Although our pool hall almost certainly keeps a few kids out of the hills and off the winding roads, kids loiter nearby, smoking and looking disreputable. And parents worry about their twelve- and thirteen-year-olds hanging out there. In the long run, a privately run pool hall might be a boon to Buena Vista. But a community sponsored pool hall probably isn’t advisable.
I hope Buena Vista can find something to offer teenagers who feel excluded and unwelcome. But I also wonder if we might be looking at too small a picture.
Throughout this century, Americans have been prone to generational feuding. Long before grunge, there were flappers, beatniks, and hippies.
Originally, generational conflicts may have developed because a public school system was established in the late 1800s, and in the early part of this century, education became mandatory — thereby unintentionally segregating children and adults.
Over the years, without even thinking about the consequences, we eliminated barn dances, and town softball teams that didn’t discriminate by age, and the old sewing circles that passed on traditional skills, and the apprenticeship system of learning a trade. In their place, we offered school sports, home economics classes, proms, and shop classes — all of them age-segregated.
Our transformation into an age-segregated society wasn’t complete, however, until after World War II, when America became a suburban, rather than a rural, nation. Most children no longer worked side-by-side with their elders on family farms. And that old-fashioned appellation,”& SONS” faded from hardware stores and groceries all over America.
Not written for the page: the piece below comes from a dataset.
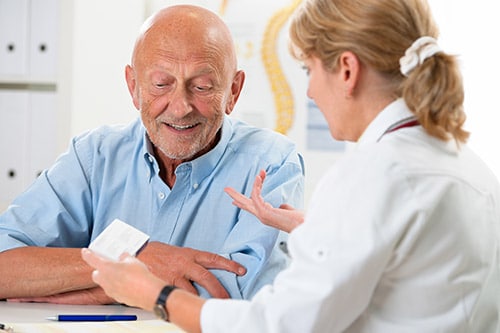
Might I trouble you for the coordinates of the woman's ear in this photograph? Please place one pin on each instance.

IN THIS ERA of affirmative action, activists discuss whether ethnic groups should blend like soup in a pot, or merely mingle like salad fixings. But few of them seem to note that our old and young mix like oil and water.
Yet I suspect that teenagers aren’t going to behave more like adults — unless we arrange things so that teenagers spend more time around adults.
So this time, as we discuss what to do about the younger generation, maybe we should consider including them in our lives.
Teenagers could be encouraged to participate at school board meetings, and city council meetings. And they could, and almost certainly should, be consulted far more often than they are now, about changes in school policies, curriculum, city ordinances, and other matters that directly concern them.
Perhaps church groups, service organizations, and civic clubs could help by consciously sponsoring events where teens are not only welcome to attend, but are encouraged to contribute their time and energy toward making the event possible. There are actually a lot of activities that might appeal to everyone, things like folk fests, talent shows, art shows, pet shows, community picnics, film festivals and vaudeville shows.
When President Clinton promised America 100,000 new police officers, he talked about user-friendly “beat” cops.
But the president didn’t give us instructions for making police officers into “beat” cops. Thus, our police officers are not people the kids know by name. And they’re not people our kids shoot hoops with down at the park, either. For the most part, our police officers are armed strangers.
But they don’t have to be. In this respect, Chaffee County actually has a large advantage. Our sheriff, Ron Bergmann, used to work at Salida High School, and the kids like him. In the last election, my kids and their friends insisted that I vote for him, and I did.
Now, I can only hope that I made the right choice. And that we all make the right choices in the future, even though it’s sometimes hard when the boomboxes are thrumming, and the children are asking, “please, please, please can we just stay out for one extra hour.”
But when it comes to the problem of what we should do about the younger generation, there is always one consolation. In twenty years, these kids will be right where we are now — wondering what to do about the next generation.